«C’est le client qui va payer en bout de ligne»: le carburant flambe, les factures aussi
Le Journal de Montréal
Un chauffeur de camion d’expérience devra hausser ses tarifs pour s’en sortir à cause du diesel qui a flambé de près de 26 % en une petite semaine.
« Je n’aurai pas le choix de charger plus à mes clients et ils vont refiler ça à leur tour à leurs clients. C’est une chaîne qui n’arrêtera pas », lance Simon Vallée, propriétaire‐chauffeur de Transport Simon Vallée inc., attrapé à Saint-Côme-Linière, sur la Rive-Sud de Québec, lundi. « C’est le client qui va payer en bout de ligne », martèle-t-il.
« Le carburant, c’est déjà la moitié de mes dépenses, donc on n’aura pas le choix de remonter les prix », poursuit l’homme de 54 ans.
Simon Vallée insiste : tout coûtera plus cher. Ses pièces verront leur prix bondir, ce qui le forcera encore plus à faire des pieds et des mains pour joindre les deux bouts.
« On a le même salaire qu’il y a 30 ans », va jusqu’à dire celui qui exerce ce métier d’aussi longtemps qu’il se souvienne.
Ces dernières semaines, les frappes israélo‐américaines contre l’Iran ont pesé lourd sur le marché du pétrole. Le prix du baril a flambé.
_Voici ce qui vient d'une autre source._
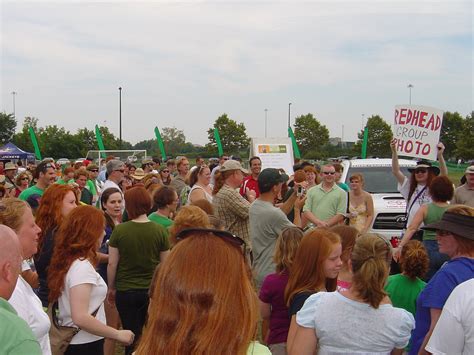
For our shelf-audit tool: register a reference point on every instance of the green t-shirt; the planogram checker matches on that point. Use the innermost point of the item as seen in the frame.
(33, 190)
(139, 246)
(16, 338)
(404, 291)
(162, 221)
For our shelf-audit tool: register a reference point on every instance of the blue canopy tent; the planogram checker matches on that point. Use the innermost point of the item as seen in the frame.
(11, 151)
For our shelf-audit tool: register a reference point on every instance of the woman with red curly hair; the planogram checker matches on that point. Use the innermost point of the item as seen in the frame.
(75, 284)
(55, 205)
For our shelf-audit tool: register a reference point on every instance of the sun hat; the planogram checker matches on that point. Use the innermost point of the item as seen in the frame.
(425, 164)
(455, 223)
(270, 177)
(232, 165)
(138, 174)
(9, 166)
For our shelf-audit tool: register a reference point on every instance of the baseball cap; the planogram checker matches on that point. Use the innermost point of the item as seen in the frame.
(270, 177)
(113, 165)
(232, 165)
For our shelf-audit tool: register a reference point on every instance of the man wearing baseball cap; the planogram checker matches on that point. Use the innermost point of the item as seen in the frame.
(464, 194)
(267, 221)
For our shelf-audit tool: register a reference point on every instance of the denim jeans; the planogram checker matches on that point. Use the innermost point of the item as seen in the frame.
(437, 259)
(132, 306)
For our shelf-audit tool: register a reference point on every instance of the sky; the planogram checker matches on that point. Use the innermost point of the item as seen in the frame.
(183, 64)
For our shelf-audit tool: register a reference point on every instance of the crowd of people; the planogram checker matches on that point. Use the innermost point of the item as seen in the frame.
(165, 258)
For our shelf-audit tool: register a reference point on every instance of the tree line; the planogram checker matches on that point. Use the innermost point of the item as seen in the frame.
(311, 135)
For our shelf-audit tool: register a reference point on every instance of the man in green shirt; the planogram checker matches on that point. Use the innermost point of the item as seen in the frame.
(326, 203)
(16, 338)
(45, 175)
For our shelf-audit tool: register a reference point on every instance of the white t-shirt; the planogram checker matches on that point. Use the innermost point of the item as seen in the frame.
(344, 326)
(424, 197)
(82, 272)
(29, 307)
(454, 332)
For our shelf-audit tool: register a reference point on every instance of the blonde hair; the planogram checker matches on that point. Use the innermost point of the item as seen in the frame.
(370, 267)
(286, 247)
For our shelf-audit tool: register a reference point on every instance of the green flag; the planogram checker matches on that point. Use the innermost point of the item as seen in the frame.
(363, 154)
(218, 142)
(160, 143)
(100, 143)
(296, 151)
(35, 143)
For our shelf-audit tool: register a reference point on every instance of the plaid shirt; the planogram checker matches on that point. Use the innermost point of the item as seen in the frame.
(232, 209)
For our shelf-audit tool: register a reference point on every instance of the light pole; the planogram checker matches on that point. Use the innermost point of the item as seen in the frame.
(120, 117)
(266, 110)
(13, 95)
(289, 113)
(410, 86)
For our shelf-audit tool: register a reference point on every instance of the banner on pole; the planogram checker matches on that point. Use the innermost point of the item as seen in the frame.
(417, 130)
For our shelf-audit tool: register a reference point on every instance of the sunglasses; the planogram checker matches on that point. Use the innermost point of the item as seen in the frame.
(226, 236)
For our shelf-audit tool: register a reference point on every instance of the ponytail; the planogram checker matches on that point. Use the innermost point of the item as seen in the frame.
(370, 266)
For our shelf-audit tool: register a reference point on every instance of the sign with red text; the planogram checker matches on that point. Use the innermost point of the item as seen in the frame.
(417, 129)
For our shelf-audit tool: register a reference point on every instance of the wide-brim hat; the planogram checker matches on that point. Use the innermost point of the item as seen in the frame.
(9, 166)
(138, 174)
(425, 164)
(458, 224)
(232, 165)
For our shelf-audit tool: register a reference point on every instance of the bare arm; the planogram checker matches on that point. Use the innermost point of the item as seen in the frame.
(265, 310)
(79, 302)
(442, 163)
(395, 166)
(305, 342)
(435, 314)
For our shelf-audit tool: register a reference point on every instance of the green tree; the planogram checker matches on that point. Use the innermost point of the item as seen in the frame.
(310, 135)
(379, 137)
(7, 127)
(233, 135)
(453, 125)
(465, 144)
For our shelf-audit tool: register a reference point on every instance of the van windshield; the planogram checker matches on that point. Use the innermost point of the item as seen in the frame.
(378, 179)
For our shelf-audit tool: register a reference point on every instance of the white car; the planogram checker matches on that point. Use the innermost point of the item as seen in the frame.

Le prix du litre de diesel est passé de 1,38 $ le 2 mars à 1,74 $ dimanche, une hausse d’environ 26 % (36 ¢), selon l’Association du camionnage du Québec (ACQ).
« Ces montants correspondent au prix avant la taxe provinciale sur le carburant et la taxe d’accise. La hausse à venir sera sûrement considérable », détaille son PDG, Marc Cadieux.
« Ce sont souvent les camionneurs qui sont pris pour éponger ça en ne réussissant pas à négocier de meilleurs taux de transport », observe de son côté Benoit Therrien, président de Truck Stop Québec, un média de 341 000 membres.